A practical joke will
538 reports:
Millar described his will as “necessarily uncommon and capricious” because he had “no dependents or near relations.” What Millar lacked in heirs, though, he made up for in cash and property. In addition to his work as a lawyer, Millar amassed a net worth of more than $10 million (in today’s Canadian dollars)1 through a series of investments, including the property that would eventually be used for the Detroit-Windsor Tunnel, one of the busiest crossings between the United States and Canada. He wanted to give that wealth away.
But he wanted to do it in as roguish a way as possible. Millar started off by giving shares in a jockey club to gambling opponents and shares in a brewery to teetotalling religious leaders.
Heh I like it.
The religious leaders have to actually participate in its management to get the shares!
Then he left his house in Jamaica to three men who hated one another, on the condition that they own it together.
Did they have to live there also?
But those were just a prelude to the big finish. In clause 10, Millar revealed a biology and math challenge that would change the lives of dozens of Toronto families.
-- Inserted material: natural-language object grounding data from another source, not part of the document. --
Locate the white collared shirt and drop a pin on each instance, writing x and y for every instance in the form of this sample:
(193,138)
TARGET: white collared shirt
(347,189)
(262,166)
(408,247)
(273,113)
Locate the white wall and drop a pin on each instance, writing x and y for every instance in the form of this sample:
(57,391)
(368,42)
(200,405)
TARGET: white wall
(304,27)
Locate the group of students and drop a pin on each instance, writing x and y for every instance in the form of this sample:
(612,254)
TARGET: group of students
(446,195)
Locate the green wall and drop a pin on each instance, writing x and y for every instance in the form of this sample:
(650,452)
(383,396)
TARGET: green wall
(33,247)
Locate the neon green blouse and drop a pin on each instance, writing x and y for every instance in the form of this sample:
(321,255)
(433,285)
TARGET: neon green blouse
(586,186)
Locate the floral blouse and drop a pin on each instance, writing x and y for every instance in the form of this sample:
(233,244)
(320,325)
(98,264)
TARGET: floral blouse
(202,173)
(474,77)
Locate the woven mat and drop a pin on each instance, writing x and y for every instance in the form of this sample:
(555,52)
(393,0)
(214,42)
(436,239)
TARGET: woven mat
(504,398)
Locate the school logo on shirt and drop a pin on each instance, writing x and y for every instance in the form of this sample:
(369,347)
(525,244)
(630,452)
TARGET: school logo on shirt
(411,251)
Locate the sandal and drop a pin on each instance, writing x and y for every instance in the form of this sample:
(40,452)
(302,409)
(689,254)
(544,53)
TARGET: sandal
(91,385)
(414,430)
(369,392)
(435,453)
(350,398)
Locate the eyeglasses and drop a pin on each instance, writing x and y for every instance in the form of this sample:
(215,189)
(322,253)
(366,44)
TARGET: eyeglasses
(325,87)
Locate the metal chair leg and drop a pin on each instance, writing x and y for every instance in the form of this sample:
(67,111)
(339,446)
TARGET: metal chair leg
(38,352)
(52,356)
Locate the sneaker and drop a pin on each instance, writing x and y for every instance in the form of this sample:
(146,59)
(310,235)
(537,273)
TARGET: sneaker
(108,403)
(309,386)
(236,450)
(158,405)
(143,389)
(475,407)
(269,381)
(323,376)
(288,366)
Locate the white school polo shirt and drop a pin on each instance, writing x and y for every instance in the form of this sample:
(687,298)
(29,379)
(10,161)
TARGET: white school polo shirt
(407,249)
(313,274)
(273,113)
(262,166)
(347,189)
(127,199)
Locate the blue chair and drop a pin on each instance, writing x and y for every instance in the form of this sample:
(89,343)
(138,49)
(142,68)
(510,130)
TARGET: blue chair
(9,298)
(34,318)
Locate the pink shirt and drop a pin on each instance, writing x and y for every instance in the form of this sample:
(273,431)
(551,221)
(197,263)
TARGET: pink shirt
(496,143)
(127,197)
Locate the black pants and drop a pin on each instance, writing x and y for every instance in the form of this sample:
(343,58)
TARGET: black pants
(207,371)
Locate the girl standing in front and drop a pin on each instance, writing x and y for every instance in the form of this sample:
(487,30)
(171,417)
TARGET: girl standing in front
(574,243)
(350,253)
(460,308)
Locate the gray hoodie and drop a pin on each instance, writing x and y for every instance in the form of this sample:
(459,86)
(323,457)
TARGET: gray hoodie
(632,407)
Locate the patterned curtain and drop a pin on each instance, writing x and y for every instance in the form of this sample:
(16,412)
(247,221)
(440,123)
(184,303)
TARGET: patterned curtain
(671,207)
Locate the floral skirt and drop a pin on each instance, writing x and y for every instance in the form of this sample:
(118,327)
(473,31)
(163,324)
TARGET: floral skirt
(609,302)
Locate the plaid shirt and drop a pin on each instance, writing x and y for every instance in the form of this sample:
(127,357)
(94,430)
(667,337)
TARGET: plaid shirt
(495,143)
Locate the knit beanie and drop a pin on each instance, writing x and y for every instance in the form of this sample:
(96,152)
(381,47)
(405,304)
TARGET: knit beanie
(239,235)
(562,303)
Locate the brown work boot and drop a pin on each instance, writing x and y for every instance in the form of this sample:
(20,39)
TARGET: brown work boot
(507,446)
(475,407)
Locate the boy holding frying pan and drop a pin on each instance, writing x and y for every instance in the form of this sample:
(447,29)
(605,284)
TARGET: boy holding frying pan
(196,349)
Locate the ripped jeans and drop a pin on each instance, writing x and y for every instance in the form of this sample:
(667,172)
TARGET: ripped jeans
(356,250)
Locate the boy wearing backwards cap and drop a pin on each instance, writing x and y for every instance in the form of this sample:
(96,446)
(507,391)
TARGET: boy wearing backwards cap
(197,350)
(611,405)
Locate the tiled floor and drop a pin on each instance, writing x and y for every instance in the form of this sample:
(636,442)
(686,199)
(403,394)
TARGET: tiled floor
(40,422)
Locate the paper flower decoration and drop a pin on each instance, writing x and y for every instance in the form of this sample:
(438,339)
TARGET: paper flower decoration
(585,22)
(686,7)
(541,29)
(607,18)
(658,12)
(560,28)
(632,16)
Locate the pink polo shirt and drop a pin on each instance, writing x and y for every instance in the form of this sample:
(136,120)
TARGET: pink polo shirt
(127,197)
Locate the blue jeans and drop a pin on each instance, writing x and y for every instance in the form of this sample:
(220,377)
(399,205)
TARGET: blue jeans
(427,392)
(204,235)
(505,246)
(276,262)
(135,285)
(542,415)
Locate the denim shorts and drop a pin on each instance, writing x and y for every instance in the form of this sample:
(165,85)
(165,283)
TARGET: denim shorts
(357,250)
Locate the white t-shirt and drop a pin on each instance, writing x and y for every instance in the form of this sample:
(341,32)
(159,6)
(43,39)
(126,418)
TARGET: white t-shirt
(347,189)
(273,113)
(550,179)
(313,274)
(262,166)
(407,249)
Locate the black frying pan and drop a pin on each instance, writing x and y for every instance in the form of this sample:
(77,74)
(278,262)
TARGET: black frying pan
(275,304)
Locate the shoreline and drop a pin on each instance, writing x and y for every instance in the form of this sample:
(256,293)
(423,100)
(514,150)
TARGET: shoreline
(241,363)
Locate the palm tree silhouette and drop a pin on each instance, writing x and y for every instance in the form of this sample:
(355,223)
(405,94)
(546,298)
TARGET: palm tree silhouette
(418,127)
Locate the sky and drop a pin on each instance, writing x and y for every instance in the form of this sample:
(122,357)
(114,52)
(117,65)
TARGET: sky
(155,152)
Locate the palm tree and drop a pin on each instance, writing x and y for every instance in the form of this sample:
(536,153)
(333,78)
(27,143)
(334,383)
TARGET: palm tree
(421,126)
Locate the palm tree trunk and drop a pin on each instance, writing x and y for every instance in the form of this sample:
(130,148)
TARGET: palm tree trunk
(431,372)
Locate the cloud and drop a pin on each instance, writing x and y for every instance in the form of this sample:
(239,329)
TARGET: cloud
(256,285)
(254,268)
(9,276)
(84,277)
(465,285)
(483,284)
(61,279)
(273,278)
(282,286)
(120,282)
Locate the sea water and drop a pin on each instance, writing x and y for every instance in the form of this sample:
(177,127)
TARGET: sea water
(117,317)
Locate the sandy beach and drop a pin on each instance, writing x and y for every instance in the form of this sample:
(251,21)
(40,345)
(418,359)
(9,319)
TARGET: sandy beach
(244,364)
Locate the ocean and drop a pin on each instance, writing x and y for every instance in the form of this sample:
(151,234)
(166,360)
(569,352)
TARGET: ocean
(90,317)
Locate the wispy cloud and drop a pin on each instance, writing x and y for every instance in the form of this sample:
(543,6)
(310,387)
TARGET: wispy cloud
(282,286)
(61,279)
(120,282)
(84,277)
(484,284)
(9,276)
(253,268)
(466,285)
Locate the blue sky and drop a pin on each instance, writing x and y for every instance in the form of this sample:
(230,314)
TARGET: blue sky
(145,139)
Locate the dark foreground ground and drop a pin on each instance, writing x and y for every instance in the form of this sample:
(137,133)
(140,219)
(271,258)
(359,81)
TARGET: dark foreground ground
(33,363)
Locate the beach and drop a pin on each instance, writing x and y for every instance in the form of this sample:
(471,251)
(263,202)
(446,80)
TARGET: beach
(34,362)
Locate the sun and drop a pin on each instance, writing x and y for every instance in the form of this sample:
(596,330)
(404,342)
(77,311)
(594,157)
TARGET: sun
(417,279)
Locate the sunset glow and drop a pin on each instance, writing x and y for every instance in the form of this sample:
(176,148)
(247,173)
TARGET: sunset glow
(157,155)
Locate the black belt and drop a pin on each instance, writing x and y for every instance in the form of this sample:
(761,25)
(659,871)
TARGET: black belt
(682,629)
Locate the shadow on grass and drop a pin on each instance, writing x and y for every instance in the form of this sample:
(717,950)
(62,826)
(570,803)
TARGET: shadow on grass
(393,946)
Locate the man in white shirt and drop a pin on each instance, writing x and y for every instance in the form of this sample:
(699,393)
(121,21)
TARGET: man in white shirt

The remainder of his fortune — about $9 million — would be bequeathed a decade later to “the mother who has since my death given birth in Toronto to the greatest number of children as shown by the registrations under the Vital Statistics Act.” If there were a tie, he wanted his fortune to be divided equally among the winners.
I can see him chuckling away at the thought of scores of families all trying to have as many babies as possible to win his money.